Dikkat buyurunuz, Mekke’nin son ayları, O hiç sevmez. Daha önce gelen ayetler azap ile korkuturlardı. Ama Mekke’ye yaklaşıp hele Medine’ye geçtikten sonra O sever, O sevmez formu sıklaşacak. Yani vahiy terbiye ettiği muhataplarını ceza ile korkutmak yerine, Allah’ın muhabbetinden mahrum kalmakla korkutmayı, onu uyarmayı tercih ediyor. Bu Allah ile insan ilişkisinde ki alınan yola, rafine ilişkiye dikkat çekiştir. Allah severse ne gam. Allah sevmezse zaten belanı bulmuşsundur demektir bu. O sevsin; O sevdirir O severse. O sevindirir O severse. O sevsin yeter ki. Burada verilen şey odur.

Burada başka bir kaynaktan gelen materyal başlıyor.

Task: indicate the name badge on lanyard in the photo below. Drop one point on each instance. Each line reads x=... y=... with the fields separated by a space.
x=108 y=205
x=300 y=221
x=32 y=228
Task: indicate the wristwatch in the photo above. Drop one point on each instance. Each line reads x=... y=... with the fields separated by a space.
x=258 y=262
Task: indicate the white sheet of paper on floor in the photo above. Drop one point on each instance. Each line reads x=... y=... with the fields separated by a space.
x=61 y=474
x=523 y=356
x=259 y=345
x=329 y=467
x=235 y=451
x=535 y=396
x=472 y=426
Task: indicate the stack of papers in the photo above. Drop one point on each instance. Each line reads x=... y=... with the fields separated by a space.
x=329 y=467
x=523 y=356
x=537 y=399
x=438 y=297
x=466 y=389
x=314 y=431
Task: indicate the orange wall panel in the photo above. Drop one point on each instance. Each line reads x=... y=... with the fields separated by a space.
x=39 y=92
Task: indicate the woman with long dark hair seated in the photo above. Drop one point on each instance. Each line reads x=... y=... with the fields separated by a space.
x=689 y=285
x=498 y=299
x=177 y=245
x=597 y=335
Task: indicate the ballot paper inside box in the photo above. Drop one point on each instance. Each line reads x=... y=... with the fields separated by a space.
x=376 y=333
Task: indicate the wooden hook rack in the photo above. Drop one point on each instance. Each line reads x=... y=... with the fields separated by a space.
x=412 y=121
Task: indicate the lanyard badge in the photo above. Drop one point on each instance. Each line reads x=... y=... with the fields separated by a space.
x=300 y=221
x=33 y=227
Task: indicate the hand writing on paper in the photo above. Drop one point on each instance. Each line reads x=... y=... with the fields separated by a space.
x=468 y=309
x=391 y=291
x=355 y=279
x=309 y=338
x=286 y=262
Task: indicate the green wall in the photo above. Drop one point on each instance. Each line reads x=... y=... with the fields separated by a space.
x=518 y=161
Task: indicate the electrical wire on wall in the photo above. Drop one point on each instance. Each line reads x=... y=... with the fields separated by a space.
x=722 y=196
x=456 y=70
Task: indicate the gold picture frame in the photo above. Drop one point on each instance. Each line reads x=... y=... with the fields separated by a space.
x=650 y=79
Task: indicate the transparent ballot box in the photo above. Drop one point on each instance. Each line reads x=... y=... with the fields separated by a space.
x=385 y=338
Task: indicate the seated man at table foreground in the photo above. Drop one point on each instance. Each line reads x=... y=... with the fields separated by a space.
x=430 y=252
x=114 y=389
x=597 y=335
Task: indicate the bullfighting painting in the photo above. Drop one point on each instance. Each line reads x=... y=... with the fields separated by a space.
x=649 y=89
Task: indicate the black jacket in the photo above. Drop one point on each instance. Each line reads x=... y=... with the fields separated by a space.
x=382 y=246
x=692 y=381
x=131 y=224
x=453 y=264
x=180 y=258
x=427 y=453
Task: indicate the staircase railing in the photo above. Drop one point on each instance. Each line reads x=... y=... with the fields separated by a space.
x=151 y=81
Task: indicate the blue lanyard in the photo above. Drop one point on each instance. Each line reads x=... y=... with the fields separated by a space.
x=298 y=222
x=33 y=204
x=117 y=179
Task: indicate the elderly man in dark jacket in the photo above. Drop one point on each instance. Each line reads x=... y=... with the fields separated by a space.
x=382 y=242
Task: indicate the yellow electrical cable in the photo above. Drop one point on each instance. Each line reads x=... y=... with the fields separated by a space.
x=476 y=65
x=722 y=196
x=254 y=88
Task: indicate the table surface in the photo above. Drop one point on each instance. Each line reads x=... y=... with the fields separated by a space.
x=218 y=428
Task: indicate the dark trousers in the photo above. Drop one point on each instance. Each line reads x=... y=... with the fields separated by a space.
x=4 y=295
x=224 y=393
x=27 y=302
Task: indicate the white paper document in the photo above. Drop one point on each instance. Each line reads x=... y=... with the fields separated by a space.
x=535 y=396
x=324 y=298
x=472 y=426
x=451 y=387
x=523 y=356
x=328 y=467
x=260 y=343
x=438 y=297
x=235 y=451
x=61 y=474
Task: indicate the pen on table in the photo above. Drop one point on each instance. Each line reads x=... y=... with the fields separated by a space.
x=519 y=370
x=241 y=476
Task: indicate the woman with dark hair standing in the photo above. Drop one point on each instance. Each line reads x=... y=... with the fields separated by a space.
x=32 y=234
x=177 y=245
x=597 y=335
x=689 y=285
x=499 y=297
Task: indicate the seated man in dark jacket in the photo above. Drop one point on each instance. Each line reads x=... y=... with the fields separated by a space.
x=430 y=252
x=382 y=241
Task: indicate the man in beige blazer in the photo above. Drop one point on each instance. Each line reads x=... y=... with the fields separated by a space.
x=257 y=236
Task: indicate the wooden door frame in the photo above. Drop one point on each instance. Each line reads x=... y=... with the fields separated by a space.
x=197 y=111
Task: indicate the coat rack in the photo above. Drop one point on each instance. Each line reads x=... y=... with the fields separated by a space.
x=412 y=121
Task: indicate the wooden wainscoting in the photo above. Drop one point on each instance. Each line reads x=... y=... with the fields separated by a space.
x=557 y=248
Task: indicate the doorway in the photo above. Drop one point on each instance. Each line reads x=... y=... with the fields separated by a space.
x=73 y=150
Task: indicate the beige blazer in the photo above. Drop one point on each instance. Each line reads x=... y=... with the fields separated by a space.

24-) Ve izâ kıyle lehüm mazâ enzele Rabbuküm kalu esatıyrul evveliyn;

Onlara: "Rabbiniz ne inzâl etti?" denildiğinde, "Öncekilerin efsanelerini" dediler. (A.Hulusi)

024 - Onlara rabbiniz ne indirdi? Denildiği vakit da «eskilerin masalları» dediler. (Elmalı)


Ve izâ kıyle lehüm mazâ enzele Rabbuküm kalu esatıyrul evveliyn ve kendilerine; Rabbiniz size ne indirdi diye sorulduğunda hemen eskilerin masallarını, mitolojilerini indirdi derler. Böyle cevap verirler.

Bu ilginç bir yaklaşım Kur’an ın Enam/25 te, Enfarl/31, Nahl/24 te, Kalem/15. Bütün bu ayetlerde özellikle mucize bağlamında Allah’ın kudreti ile bağlantılı olarak anlatılan kıssalara mitoloji iddiasını reddettiğini görüyoruz. Yani Kur’an da anlatılan kıssaların mitoloji, efsane gibi algılanmalarını Kur’an reddediyor. Tarihi bir bilgi olarak verdiğini de Bil Hakk formu ile, özellikle

Nahnu nekussu aleyke nebeehüm Bil Hakk. (Kehf/13) mesela.

Bir kıssa anlatılırken surenin başında böyle gelir. Biz sana bunu hakikatini , gerçeğini anlatıyoruz bu kıssanın. Bunu gerçek olarak anlatıyoruz. Yani piyasada dolaşan böyle bir söylenti var, bu gerçeği. manasına geliyor.

Eskilerin masalları İşte inkarcı yaklaşım bu. Eskinin masalları. Tarihe bakış, geçmişin gerçeklerine bakış, ibret almayan bir bakış, dahası kör bir bakış. Bakan ama görmeyen bir bakış. Kur’an tarihin yasalarını görmemize davet ediyor bizi. Tarihin yasalarını görmeye davet ediyor, çünkü İbn. Haldun’un Mukaddime de dediği gibi; Geçmiş geleceğe, suyun suya benzediğinden daha fazla benziyor. Onun için. Eğer ibret almazsak tekerrür edeceğini ihtar ediyor Kur’an.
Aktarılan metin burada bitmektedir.